Blade Runner (1982)
IMDB Rating 8.2/10 117 min - Rated 18 Sci-Fi | Thriller
Stars: Harrison Ford, Rutger Hauer, Sean Young Director: Ridley Scott
Rick Deckard (Ford) is a retired police officer, once responsible for finding and killing renegade `replicants' — man-made servants and soldiers almost indistinguishable from humans. A highly sophisticated and murderous gang lead by the enigmatic Roy Batty (Hauer) is on the loose, and Deckard is persuaded to take the case. The first and possibly best Philip K. Dick adaptation, Blade Runner is an arresting triumph of design, atmosphere and storytelling.
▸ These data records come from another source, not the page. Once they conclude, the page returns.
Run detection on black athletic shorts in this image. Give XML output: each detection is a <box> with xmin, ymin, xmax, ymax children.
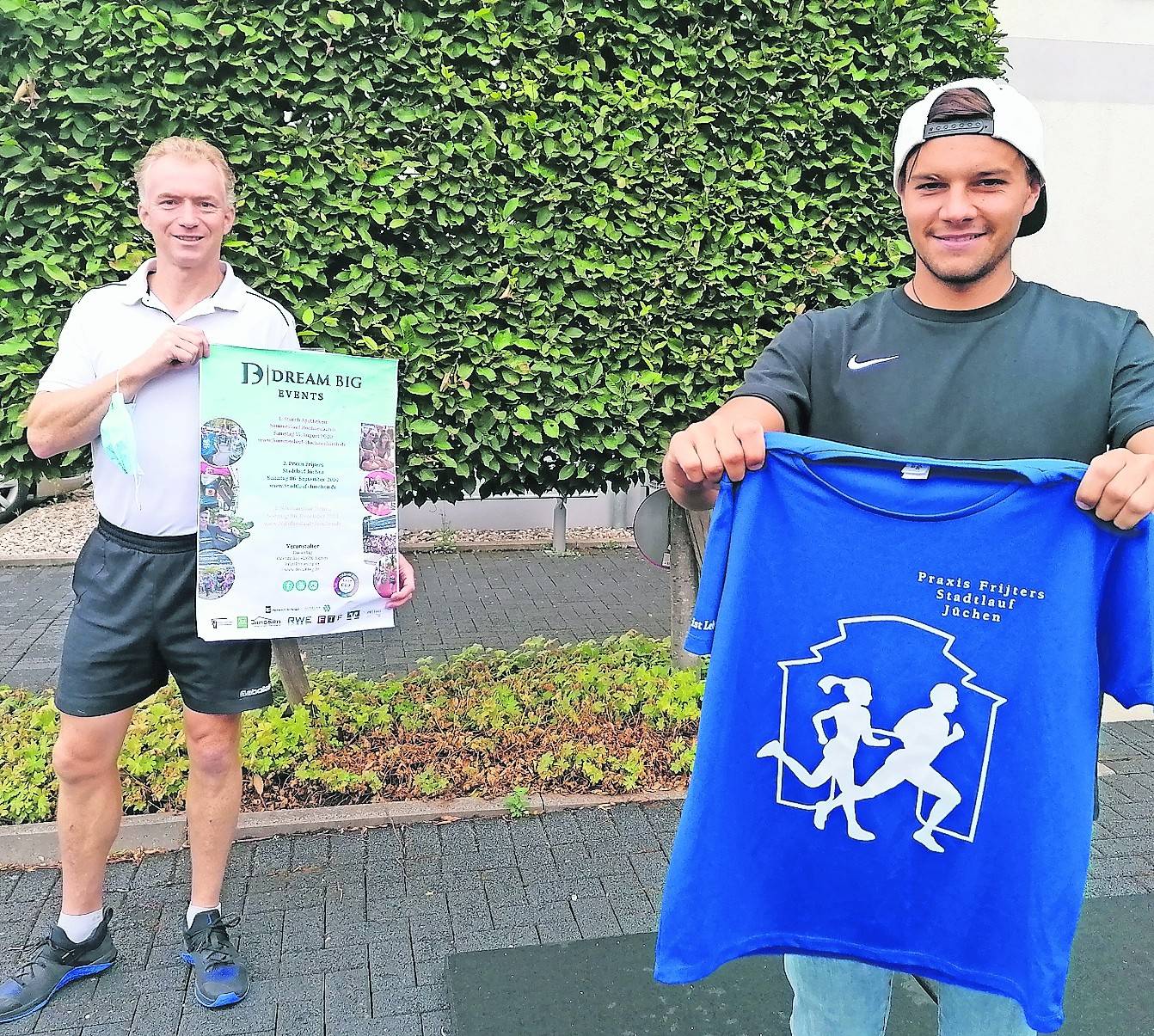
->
<box><xmin>55</xmin><ymin>518</ymin><xmax>273</xmax><ymax>716</ymax></box>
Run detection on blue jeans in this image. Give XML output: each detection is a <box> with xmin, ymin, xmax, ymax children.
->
<box><xmin>786</xmin><ymin>955</ymin><xmax>1037</xmax><ymax>1036</ymax></box>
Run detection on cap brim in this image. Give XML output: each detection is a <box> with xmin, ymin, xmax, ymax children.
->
<box><xmin>1018</xmin><ymin>183</ymin><xmax>1047</xmax><ymax>237</ymax></box>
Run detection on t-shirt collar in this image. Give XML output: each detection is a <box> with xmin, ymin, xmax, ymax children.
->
<box><xmin>121</xmin><ymin>259</ymin><xmax>247</xmax><ymax>313</ymax></box>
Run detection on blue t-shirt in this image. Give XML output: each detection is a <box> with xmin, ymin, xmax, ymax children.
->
<box><xmin>655</xmin><ymin>434</ymin><xmax>1154</xmax><ymax>1032</ymax></box>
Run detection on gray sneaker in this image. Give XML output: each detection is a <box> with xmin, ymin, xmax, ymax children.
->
<box><xmin>0</xmin><ymin>910</ymin><xmax>117</xmax><ymax>1023</ymax></box>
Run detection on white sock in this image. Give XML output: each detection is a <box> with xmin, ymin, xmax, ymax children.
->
<box><xmin>57</xmin><ymin>907</ymin><xmax>104</xmax><ymax>942</ymax></box>
<box><xmin>185</xmin><ymin>904</ymin><xmax>220</xmax><ymax>928</ymax></box>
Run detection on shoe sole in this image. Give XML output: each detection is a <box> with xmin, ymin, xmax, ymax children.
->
<box><xmin>180</xmin><ymin>953</ymin><xmax>249</xmax><ymax>1010</ymax></box>
<box><xmin>0</xmin><ymin>961</ymin><xmax>115</xmax><ymax>1026</ymax></box>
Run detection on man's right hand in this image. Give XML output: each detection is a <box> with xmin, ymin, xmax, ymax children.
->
<box><xmin>120</xmin><ymin>324</ymin><xmax>209</xmax><ymax>395</ymax></box>
<box><xmin>661</xmin><ymin>397</ymin><xmax>785</xmax><ymax>511</ymax></box>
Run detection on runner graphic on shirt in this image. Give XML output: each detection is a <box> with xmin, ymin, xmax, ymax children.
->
<box><xmin>757</xmin><ymin>676</ymin><xmax>890</xmax><ymax>843</ymax></box>
<box><xmin>817</xmin><ymin>683</ymin><xmax>965</xmax><ymax>853</ymax></box>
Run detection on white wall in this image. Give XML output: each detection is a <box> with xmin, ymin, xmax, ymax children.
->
<box><xmin>996</xmin><ymin>0</ymin><xmax>1154</xmax><ymax>323</ymax></box>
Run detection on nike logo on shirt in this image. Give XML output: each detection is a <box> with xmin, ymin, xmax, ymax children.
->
<box><xmin>850</xmin><ymin>353</ymin><xmax>898</xmax><ymax>371</ymax></box>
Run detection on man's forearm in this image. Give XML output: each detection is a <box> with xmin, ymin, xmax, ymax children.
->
<box><xmin>28</xmin><ymin>371</ymin><xmax>143</xmax><ymax>457</ymax></box>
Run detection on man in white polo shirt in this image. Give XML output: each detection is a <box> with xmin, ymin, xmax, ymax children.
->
<box><xmin>0</xmin><ymin>138</ymin><xmax>413</xmax><ymax>1022</ymax></box>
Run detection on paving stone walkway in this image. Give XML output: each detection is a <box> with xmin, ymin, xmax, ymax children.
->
<box><xmin>0</xmin><ymin>548</ymin><xmax>669</xmax><ymax>688</ymax></box>
<box><xmin>0</xmin><ymin>722</ymin><xmax>1154</xmax><ymax>1036</ymax></box>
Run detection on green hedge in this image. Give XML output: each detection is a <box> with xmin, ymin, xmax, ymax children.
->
<box><xmin>0</xmin><ymin>0</ymin><xmax>1003</xmax><ymax>500</ymax></box>
<box><xmin>0</xmin><ymin>634</ymin><xmax>704</xmax><ymax>824</ymax></box>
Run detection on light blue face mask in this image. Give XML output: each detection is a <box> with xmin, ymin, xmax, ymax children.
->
<box><xmin>101</xmin><ymin>371</ymin><xmax>141</xmax><ymax>500</ymax></box>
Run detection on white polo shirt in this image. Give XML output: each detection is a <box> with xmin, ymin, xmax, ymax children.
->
<box><xmin>37</xmin><ymin>260</ymin><xmax>300</xmax><ymax>536</ymax></box>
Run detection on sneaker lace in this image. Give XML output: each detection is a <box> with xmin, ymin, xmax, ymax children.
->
<box><xmin>13</xmin><ymin>935</ymin><xmax>48</xmax><ymax>985</ymax></box>
<box><xmin>192</xmin><ymin>916</ymin><xmax>240</xmax><ymax>969</ymax></box>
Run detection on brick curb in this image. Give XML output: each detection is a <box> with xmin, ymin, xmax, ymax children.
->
<box><xmin>0</xmin><ymin>790</ymin><xmax>685</xmax><ymax>867</ymax></box>
<box><xmin>0</xmin><ymin>533</ymin><xmax>635</xmax><ymax>569</ymax></box>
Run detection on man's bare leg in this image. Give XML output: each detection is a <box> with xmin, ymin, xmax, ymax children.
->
<box><xmin>52</xmin><ymin>708</ymin><xmax>132</xmax><ymax>914</ymax></box>
<box><xmin>185</xmin><ymin>708</ymin><xmax>240</xmax><ymax>907</ymax></box>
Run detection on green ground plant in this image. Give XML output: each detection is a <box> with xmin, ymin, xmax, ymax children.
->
<box><xmin>0</xmin><ymin>634</ymin><xmax>704</xmax><ymax>824</ymax></box>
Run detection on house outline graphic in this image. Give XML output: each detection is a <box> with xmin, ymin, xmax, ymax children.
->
<box><xmin>776</xmin><ymin>615</ymin><xmax>1006</xmax><ymax>843</ymax></box>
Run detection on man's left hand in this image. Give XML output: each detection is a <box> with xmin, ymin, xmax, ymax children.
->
<box><xmin>389</xmin><ymin>554</ymin><xmax>416</xmax><ymax>608</ymax></box>
<box><xmin>1074</xmin><ymin>450</ymin><xmax>1154</xmax><ymax>529</ymax></box>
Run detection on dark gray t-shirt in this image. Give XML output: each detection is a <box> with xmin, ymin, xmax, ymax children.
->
<box><xmin>735</xmin><ymin>281</ymin><xmax>1154</xmax><ymax>463</ymax></box>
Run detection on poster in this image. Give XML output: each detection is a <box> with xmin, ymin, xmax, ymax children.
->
<box><xmin>196</xmin><ymin>345</ymin><xmax>399</xmax><ymax>641</ymax></box>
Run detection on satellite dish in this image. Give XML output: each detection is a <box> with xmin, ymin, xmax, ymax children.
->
<box><xmin>634</xmin><ymin>489</ymin><xmax>672</xmax><ymax>569</ymax></box>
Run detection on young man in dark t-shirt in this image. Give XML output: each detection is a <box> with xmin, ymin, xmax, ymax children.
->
<box><xmin>664</xmin><ymin>80</ymin><xmax>1154</xmax><ymax>1036</ymax></box>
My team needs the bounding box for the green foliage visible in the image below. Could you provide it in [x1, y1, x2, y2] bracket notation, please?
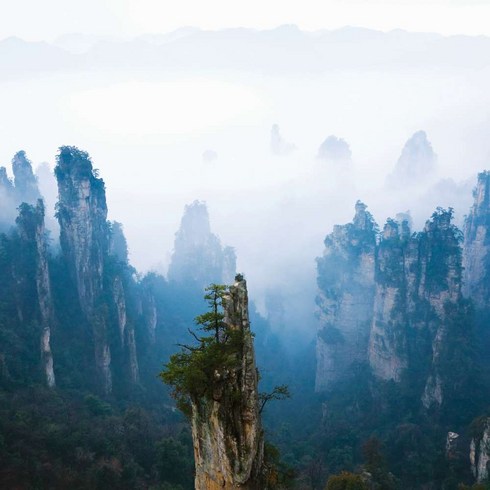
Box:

Ridley Scott's self-assured approach lends a convincing air to the year 2019, making the city's neon-lit streets seem as real as those walked by Deckard's spiritual grandfather, Philip Marlowe. In fact, the influence of Raymond Chandler and his famous P.I. is evident throughout Dick's novel and particularly the film. Deckard is a similarly hard-bitten and morally ambiguous character, making a living amongst the sleaziest dregs of society. There is even a scene in which Deckard plays a gawky fool to gain the trust of an incidental character, his mannerisms and voice identical to an impression performed by Bogart's Marlowe in The Big Sleep. From character to narrative, to the shadowy visual style, Blade Runner is riddled with film noir references. Fortunately, powerful performances all round prevent the stylized aesthetic from swamping the story. Ford is great, but it's Rutger Hauer who is the real revelation here. A stalwart of sci-fi and horror B-movies, Batty is the most high-proffie and successful role to date for the Dutch actor, who makes him a threatening and electrifying presence. Available in two versions, the superior is the 1991 director's cut which removes a dreadful commentary – insisted upon by the distributor – begrudgingly and lazily recorded by Ford.